There’s a long-ish article at the City Journal about race and the criminal justice system.

It seems to be commonly accepted (and frequently claimed) that the system is racist. This article argues that common knowledge is wrong. Why are proportionately more black people in jail than white people? Because they commit proportionately more crimes.

The writer (Heather Mac Donald) discusses the higher penalties of crack possession vs. powder cocaine, the sentencing of convicted criminals, the arrests of suspected perpetrators, and more. In every case, racism seems to play no part.

And I think she’s mostly right. I’ve read it all before, in a book that she mentions in her article: Race, Crime, and the Law, by Randall Kennedy. That book is an extremely thoughtful and carefully researched look at the issues. (Randall Kennedy is the Harvard Law Professor who also wrote, “Nigger: The Strange Career of a Troublesome Word,” and “Sellout: The Politics of Racial Betrayal.”)

The City Journal article and Kennedy’s book pretty much agree, but there is one place where Kennedy DID find signs of systemic racism, and which Mac Donald left out of her article. I think it’s a little shady to write a 5500 word essay about the topic and forget to mention the one place where the data suggests a wrinkle. On the other hand, this one sign of racism isn’t what you might think, and maybe she felt it muddied the waters.

Here it is:

NOT RACIST: Two murders are committed, one by a white guy and one by a black guy. The level of brutality is the same.

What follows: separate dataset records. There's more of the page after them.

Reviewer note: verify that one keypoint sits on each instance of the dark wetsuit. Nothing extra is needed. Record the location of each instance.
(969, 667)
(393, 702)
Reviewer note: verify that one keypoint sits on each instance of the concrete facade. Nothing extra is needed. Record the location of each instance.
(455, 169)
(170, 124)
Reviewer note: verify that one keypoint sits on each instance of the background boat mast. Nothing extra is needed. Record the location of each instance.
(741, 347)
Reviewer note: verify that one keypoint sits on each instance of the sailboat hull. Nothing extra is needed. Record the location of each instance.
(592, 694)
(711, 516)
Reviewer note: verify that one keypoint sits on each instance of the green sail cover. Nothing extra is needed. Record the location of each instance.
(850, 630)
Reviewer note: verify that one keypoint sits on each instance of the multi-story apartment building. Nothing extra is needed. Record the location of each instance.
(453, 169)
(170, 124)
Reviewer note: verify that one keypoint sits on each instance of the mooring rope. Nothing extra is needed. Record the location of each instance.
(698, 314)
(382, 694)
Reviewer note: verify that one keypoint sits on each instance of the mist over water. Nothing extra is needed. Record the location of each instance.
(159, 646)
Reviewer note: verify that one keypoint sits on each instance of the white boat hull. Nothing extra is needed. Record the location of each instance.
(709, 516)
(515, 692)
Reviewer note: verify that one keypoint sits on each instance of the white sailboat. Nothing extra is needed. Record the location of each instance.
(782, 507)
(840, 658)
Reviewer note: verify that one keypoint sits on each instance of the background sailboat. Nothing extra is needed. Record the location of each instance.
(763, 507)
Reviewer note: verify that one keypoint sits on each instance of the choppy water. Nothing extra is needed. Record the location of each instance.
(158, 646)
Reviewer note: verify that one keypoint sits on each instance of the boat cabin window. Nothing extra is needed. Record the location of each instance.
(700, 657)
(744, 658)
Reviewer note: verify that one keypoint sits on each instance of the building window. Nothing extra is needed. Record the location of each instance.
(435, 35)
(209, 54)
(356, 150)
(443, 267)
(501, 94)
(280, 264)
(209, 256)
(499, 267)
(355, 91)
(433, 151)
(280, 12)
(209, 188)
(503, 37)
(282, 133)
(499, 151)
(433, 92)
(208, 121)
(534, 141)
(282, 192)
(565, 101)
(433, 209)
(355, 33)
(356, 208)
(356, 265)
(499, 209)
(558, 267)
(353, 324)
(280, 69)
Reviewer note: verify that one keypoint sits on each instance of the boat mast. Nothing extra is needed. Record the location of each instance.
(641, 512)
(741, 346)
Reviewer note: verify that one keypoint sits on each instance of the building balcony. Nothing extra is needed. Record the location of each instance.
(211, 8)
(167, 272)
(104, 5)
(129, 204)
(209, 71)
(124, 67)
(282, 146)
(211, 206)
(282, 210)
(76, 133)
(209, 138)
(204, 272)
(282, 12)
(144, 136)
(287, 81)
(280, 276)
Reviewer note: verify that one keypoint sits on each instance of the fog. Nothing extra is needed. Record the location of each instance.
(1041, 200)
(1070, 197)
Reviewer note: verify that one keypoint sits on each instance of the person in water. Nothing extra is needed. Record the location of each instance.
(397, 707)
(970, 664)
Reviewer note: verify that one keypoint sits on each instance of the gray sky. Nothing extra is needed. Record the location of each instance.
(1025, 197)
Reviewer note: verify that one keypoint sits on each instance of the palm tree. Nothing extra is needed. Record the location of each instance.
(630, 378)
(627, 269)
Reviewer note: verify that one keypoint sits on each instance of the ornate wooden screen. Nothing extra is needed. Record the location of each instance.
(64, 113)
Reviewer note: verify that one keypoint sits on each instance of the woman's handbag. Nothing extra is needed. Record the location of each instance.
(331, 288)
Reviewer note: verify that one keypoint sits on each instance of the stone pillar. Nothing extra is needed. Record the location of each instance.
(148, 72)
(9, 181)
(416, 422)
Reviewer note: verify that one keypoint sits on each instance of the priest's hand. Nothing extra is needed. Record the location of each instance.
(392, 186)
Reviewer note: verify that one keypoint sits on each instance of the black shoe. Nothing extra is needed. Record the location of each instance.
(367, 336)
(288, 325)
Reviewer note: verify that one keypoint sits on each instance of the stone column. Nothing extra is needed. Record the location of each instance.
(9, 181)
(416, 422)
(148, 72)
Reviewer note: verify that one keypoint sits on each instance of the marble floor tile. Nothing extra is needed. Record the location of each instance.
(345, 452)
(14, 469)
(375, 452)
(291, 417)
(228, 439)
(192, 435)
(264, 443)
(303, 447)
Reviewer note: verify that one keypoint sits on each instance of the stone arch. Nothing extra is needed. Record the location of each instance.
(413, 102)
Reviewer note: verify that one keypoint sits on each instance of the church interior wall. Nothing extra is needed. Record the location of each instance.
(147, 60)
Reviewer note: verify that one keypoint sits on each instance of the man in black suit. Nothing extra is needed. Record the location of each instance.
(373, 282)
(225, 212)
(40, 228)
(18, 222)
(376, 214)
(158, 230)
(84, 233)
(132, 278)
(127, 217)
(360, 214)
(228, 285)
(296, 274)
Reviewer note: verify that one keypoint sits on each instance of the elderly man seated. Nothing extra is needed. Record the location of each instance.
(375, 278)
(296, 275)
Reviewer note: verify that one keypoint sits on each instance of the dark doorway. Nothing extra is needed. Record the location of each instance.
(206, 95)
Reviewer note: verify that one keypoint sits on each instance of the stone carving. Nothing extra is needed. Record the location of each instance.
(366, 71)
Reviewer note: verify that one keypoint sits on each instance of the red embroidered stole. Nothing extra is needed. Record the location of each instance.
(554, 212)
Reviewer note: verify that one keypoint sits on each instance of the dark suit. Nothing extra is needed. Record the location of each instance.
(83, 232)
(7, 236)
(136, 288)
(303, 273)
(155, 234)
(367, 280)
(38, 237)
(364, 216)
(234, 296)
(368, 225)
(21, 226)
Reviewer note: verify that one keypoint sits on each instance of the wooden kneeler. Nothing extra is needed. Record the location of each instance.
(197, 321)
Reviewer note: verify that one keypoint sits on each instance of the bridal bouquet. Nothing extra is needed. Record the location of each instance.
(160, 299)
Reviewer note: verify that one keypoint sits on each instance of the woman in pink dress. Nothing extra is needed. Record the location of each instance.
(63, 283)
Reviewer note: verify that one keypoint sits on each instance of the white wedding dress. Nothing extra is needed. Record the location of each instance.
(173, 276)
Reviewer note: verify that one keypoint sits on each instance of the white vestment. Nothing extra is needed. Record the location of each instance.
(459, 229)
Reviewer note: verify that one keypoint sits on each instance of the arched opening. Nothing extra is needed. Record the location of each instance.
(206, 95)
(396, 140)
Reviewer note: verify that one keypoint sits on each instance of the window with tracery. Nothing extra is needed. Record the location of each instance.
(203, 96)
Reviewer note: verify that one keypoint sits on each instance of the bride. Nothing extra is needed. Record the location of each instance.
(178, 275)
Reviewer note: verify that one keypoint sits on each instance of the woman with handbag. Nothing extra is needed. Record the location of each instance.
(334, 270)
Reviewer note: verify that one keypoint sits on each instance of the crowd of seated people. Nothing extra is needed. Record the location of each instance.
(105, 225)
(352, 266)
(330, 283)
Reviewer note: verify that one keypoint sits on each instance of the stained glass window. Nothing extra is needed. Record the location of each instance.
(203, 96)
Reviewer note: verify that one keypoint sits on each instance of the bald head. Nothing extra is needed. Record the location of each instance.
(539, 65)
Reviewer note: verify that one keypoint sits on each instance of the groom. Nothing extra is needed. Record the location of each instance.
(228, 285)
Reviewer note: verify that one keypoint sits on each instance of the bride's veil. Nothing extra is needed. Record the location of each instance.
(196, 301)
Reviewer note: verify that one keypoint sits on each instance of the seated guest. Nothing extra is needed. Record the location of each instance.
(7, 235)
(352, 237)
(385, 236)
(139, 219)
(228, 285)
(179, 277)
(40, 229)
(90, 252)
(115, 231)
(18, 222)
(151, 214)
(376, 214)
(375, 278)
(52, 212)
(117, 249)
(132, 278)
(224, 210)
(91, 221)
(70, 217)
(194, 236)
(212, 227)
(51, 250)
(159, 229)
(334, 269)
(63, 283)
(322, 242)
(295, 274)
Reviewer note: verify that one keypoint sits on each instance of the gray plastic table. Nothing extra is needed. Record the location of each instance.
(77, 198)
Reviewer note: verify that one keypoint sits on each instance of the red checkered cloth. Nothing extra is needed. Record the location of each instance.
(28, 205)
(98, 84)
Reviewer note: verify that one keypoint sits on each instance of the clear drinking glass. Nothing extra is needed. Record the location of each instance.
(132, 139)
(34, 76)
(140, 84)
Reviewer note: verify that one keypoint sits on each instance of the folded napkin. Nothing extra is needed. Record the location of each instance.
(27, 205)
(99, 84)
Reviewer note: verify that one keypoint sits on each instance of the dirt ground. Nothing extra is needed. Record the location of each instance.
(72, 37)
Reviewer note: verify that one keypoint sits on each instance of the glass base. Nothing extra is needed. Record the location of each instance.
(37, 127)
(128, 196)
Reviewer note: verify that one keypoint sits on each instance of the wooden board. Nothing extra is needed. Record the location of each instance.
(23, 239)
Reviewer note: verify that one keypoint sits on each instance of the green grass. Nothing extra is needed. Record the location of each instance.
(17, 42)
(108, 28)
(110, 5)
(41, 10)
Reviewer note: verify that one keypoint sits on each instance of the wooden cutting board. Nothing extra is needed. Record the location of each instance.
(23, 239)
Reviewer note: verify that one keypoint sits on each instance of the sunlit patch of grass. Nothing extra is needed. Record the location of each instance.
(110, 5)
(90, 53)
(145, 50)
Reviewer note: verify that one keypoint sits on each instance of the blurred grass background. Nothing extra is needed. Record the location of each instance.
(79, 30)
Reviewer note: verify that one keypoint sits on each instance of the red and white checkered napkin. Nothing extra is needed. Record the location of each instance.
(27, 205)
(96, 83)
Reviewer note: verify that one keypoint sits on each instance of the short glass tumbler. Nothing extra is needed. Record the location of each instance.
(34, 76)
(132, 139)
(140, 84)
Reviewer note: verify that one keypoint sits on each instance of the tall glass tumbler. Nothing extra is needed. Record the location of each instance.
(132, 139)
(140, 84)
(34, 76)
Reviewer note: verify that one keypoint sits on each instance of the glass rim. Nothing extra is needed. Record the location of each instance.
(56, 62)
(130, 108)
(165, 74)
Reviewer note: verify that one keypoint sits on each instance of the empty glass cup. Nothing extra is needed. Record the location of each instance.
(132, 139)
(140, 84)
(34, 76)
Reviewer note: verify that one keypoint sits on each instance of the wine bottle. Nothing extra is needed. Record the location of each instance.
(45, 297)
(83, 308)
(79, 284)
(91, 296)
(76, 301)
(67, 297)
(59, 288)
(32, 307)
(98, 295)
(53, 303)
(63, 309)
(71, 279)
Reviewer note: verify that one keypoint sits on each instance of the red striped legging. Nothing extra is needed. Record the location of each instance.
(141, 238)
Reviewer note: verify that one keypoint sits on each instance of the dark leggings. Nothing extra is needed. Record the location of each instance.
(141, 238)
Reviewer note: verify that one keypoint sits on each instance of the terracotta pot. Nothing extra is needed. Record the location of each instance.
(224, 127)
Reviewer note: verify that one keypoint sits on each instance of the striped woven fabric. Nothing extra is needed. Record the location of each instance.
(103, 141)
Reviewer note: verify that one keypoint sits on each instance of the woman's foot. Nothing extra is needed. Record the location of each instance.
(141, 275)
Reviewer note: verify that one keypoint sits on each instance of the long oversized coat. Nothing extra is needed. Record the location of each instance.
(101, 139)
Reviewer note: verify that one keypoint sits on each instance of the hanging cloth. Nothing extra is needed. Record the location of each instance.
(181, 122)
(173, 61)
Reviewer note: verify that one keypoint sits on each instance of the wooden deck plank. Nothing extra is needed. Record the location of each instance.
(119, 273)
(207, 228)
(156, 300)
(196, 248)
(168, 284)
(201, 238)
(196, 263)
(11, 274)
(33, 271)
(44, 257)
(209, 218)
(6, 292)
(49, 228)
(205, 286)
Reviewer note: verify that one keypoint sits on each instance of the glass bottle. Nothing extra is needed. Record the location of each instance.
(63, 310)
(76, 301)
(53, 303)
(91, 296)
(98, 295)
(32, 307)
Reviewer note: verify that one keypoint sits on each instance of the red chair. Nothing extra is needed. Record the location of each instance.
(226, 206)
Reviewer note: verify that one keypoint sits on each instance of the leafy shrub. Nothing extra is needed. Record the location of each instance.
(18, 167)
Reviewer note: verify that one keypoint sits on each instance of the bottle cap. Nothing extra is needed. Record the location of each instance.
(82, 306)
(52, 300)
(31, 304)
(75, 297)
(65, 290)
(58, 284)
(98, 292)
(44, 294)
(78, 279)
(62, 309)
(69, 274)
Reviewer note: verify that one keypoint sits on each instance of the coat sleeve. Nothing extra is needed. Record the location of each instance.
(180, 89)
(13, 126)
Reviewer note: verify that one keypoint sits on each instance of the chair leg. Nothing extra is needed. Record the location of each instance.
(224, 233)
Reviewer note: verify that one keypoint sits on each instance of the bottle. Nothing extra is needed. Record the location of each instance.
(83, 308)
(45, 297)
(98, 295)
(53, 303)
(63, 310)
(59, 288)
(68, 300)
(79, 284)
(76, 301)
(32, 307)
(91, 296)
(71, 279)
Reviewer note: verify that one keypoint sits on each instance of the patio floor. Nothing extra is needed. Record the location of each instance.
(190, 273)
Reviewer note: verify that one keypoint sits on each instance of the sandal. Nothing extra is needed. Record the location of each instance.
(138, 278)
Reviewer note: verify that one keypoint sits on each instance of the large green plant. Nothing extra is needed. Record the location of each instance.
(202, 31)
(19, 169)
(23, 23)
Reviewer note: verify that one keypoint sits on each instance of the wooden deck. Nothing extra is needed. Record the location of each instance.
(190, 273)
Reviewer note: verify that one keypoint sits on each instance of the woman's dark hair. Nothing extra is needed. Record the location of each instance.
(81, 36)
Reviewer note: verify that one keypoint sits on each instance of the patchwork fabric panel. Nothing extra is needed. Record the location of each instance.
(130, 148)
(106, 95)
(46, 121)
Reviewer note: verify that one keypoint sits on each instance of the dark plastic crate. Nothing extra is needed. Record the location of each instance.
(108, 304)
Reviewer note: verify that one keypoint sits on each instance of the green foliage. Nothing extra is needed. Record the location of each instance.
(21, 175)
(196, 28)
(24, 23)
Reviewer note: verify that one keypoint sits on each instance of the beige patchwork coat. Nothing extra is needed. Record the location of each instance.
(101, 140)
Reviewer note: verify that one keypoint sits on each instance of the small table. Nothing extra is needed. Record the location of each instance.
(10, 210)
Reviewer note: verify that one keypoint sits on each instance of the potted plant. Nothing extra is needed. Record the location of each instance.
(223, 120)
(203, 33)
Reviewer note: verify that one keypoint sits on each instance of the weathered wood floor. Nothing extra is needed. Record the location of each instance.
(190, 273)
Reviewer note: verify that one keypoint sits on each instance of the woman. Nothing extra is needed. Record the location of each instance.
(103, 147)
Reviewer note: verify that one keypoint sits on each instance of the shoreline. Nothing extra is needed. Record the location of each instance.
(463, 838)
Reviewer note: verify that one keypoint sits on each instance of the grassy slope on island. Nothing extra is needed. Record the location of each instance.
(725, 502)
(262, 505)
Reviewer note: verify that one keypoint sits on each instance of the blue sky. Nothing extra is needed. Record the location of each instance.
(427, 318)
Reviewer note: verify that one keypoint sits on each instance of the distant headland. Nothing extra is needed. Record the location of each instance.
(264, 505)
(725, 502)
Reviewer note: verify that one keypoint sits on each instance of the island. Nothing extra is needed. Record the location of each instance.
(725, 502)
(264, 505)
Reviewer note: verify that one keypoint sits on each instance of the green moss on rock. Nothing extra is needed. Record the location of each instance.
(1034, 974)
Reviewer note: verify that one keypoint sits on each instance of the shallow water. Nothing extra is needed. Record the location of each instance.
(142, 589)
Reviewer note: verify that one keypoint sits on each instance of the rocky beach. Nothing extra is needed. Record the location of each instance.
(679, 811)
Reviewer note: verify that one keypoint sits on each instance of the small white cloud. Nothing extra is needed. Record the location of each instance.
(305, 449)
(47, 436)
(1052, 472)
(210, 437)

The prior convictions of the criminals are the same. Everything else is the same, except the races of the assailants.

Apparently, the numbers show that the men have a similar chance of being convicted, and once convicted, will enjoy about the same amount of time in prison.

RACIST: As above, but the assailants are the same race, and one of the VICTIMS is white and one is black. The murderer of the black victim will most likely get less time in prison than the murderer of the white person.

It’s all about the victim, regardless of the color of the perpetrator. I can’t remember whether Kennedy felt that prosecutors seek (and judges apply) higher penalties against killers of white folks. If they do, then that’s a racist element in the system that should be corrected by government. If not, then the juries are to blame, and we can’t properly correct that through legislation.

But I do remember his book mentioning the difficulty of fixing the problem, even if judges and prosecutors are to blame. Where’s the civil rights law suit? Who exactly would bring the suit, saying that they’d been discriminated against? Could a black killer say that he was discriminated against because he received a high penalty for killing a white man? But his sentence is the same as a white killer’s would have been.

Could a black victim bring suit? Maybe he could claim that he was more likely to be attacked than a white man, because penalties are lower for attacking him. But could he really convince a court that the assailant picked a black man to rob because of lower penalties? And anyway, it wasn’t the government who robbed him. Doesn’t a person bringing a suit to court have to claim that he’s suffered damages that the defendant is responsible for?